Mass Murder in England – Cumbrian Cabbie Shoots Everyday People

It’s beginning to look like Derrick Bird shot some victims on purpose, while others were shot randomly. When in a trance-like state, he drove around a Cumbrian countryside shooting anyone he saw, who just happened to be in the wrong spot. We have several dozen harrowing accounts, but one of the most heart-wrenching is of Isaac Dixon, a part-time mole-catcher from Beckgreen, Egremont.

It turns out that Bird knew Isaac Dixon, since they were both Cumbria County Council drivers. Isaac was talking to a farmer who used his mole catching services when Bird drove up beside the two and shot him. This begs the question of whether Derrick Bird purposely sought out ‘Spike’ Dixon or just happened to see him?

Derrick Bird

By all accounts, Spike was a likeable man, who always tried to help friends and neighbors whenever he could. His girlfriend Pat said of the unfortunate incident, “We were close-and what has happened is really just surreal. Quite unbelievable.”

Isaac’s sister, Margaret Earl, had seen him at a bus stop just three hours before the shooting. “He’d nipped out to get some milk for one of his neighbors. He was always friendly and doing errands for others.”

His brother Thomas said he was an ordinary man who kept to himself, but did many good deeds for others. Another neighbor, Audrey Fenwick, said that Spike helped tear up her kitchen lining, that he was the first to offer his services.

In bleaker contrast to these good deeds, and underscoring the senselessness of these killings, two police bollards marked the exact spot where he fell. The nameless farmer who witnessed the shooting said in disbelief, “Mr. Dixon helped us all out. Everyone knew him around here-he was a nice guy.”

The snappy cabbie, Darren Rewcastle, seems to have been more particularly targeted by this crazed killer, Derrick Bird. Bird and Rewcastle had a history of confrontation and it’s said that Rewcastle often kidded Bird. Derrick believed that Darren was cheating him, by cutting in line, and picking up cab customers out of queue. A driver, Mark Cooper, said: “It was a dispute that had been simmering for months.”
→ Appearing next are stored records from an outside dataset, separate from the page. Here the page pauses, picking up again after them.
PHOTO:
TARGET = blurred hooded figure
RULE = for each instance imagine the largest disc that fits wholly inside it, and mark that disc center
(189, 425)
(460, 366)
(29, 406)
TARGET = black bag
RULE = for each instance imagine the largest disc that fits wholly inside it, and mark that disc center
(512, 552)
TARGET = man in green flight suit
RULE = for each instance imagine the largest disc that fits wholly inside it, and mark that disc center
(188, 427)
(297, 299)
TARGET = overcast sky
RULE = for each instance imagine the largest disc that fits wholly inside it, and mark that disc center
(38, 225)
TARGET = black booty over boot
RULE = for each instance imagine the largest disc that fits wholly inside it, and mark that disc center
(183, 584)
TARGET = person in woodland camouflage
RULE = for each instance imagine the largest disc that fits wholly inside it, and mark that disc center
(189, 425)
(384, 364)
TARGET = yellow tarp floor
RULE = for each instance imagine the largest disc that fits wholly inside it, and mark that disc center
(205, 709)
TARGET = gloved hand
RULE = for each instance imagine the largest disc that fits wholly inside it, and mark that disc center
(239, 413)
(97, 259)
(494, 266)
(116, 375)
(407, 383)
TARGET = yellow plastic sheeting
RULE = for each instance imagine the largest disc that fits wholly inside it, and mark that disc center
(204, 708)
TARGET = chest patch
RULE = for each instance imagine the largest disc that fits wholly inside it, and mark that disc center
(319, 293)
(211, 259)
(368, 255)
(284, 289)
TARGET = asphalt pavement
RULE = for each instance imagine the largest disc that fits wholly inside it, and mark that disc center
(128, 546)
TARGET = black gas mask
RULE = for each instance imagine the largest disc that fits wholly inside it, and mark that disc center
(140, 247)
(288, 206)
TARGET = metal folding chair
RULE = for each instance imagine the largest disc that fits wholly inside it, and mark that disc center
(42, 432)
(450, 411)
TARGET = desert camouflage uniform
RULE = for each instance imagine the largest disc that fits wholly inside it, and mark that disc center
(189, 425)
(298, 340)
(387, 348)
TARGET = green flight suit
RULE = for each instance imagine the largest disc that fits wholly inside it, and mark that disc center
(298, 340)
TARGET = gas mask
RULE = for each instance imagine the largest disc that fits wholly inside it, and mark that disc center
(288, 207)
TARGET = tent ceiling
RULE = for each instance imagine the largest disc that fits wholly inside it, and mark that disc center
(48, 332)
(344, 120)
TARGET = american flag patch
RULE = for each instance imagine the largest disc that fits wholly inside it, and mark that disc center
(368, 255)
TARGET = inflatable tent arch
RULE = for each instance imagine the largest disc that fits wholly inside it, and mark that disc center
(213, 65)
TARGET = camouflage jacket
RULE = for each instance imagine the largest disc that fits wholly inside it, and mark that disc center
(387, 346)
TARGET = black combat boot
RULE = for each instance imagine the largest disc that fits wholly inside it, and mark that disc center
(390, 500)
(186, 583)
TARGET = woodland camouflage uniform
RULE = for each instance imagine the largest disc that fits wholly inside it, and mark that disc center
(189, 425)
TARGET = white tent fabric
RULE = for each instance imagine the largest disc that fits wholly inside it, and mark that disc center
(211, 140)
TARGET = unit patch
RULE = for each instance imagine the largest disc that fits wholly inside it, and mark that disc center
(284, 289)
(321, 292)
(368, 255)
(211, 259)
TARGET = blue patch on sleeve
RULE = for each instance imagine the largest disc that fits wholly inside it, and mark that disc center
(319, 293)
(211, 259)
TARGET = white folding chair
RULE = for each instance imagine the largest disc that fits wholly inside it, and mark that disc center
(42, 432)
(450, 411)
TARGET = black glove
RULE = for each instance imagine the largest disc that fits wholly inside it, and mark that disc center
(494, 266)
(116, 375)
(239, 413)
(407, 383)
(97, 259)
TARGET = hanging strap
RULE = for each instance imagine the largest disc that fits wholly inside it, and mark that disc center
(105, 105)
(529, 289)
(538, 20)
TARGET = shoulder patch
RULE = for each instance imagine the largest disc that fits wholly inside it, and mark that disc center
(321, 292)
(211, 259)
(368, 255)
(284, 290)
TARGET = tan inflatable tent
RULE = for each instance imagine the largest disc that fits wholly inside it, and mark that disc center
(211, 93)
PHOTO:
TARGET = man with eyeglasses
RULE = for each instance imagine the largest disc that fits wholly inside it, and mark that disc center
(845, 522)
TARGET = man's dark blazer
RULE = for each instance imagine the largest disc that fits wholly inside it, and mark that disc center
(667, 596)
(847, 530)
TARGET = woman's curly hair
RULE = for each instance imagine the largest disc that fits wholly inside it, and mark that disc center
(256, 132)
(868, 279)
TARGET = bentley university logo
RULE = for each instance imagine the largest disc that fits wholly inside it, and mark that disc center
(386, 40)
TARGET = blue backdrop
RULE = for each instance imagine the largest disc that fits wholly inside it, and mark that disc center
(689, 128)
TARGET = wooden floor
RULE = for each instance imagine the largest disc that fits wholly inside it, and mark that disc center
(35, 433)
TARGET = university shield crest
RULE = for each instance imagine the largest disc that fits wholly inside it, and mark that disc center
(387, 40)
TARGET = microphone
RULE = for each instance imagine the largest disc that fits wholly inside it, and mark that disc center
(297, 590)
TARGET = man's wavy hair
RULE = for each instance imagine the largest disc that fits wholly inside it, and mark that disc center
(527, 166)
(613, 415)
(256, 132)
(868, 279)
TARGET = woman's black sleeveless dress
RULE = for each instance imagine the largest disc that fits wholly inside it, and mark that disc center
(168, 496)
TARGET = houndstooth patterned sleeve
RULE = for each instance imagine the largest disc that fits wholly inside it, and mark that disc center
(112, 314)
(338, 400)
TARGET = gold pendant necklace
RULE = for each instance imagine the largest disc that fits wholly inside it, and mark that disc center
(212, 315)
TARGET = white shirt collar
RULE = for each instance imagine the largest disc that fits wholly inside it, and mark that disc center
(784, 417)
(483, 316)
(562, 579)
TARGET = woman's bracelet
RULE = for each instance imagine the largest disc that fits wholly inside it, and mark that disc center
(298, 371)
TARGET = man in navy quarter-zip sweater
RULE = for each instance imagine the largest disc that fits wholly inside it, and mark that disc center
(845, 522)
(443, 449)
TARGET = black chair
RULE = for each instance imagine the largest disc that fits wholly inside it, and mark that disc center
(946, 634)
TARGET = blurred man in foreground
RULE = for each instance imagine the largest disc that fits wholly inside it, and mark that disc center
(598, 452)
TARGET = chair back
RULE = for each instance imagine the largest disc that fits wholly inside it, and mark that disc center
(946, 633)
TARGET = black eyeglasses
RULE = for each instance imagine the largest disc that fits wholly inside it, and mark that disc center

The shooting of Rewcastle was described by another victim, Don Reed, who was fortunately only wounded. Apparently, his training as a soldier had kicked in, and Don avoided the sudden death inflicted on Rewcastle. The madman Bird had shouted, “Darren,” then walked up and took his face off with a shot-gun blast.

I believe that Derrick returned to his cab and drove by Don Reed’s cab, shooting out of his own car window and into the cab that Reed was in. Reed took a shot in the back, but was only wounded; part of the shot struck a shop window from across the cab stand. Reed’s words about his fellow cabby are shocking: “I got next to Darren Rewcastle on the floor. His face was gone.”

Two other cabbies were shot as well in this same cluster of events at Whitehaven. Richard Murray found himself staring down the barrel of a rifle when Bird pulled up along side him (Bird’s M.O. was shooting victims right from inside his cab). Murray ducked down in the passenger side of his Citroen Picasso, and just barely missed a visit to the undertaker.

Paul Wilson thought it was just a prank when a blank faced Birdy pulled out a shotgun and blasted away. Wilson didn’t even know he’d been shot, he thought Birdy was firing blanks. A guy came running out of his car and had to alert him, “No, he has shot you.” Blood was everywhere. Richard Murray remembered how Bird had slowly passed the cab stand twice the day before, oddly staring at the drivers, then racing away. Scary!

These are only fragments of the devastation left behind by this mad killer. With regard to motive, this is being sorted out as I type, but one thing is clear, Derrick Bird became completely unhinged by early Wednesday morning. He first killed his attorney, Kevin Commons, then went to the home of his own twin brother, David Bird, and shot him as he slept in his own bed.

The exact nature of Bird’s sudden condition of insanity is still yet to be determined. It may have all been just in his head? It is clear, however, that he was very paranoid. I sense that he was terribly jealous of his twin brother David, who was quite a bit wealthier than he was. And now we’re hearing that his own brother had told the tax authorities of an undeclared 60,000 pounds, that had been stashed away.

This may have been the icing on the cake for a brewing well of hostility that had been building up for decades. Colleagues characterize him as a joking bloke, while others say he was reclusive and paranoid. The truth is no one seemed to truly know the ‘Real Derrick Bird.’ These problems were internalized and they festered within him.

There was no evidence of mental illness on record either, or at least none was ever reported. An out-of-the-blue time bomb went off in a tranquil English countryside Wednesday last. The why may remain an unknown, for the madman took his own life and his secret went with him to his grave.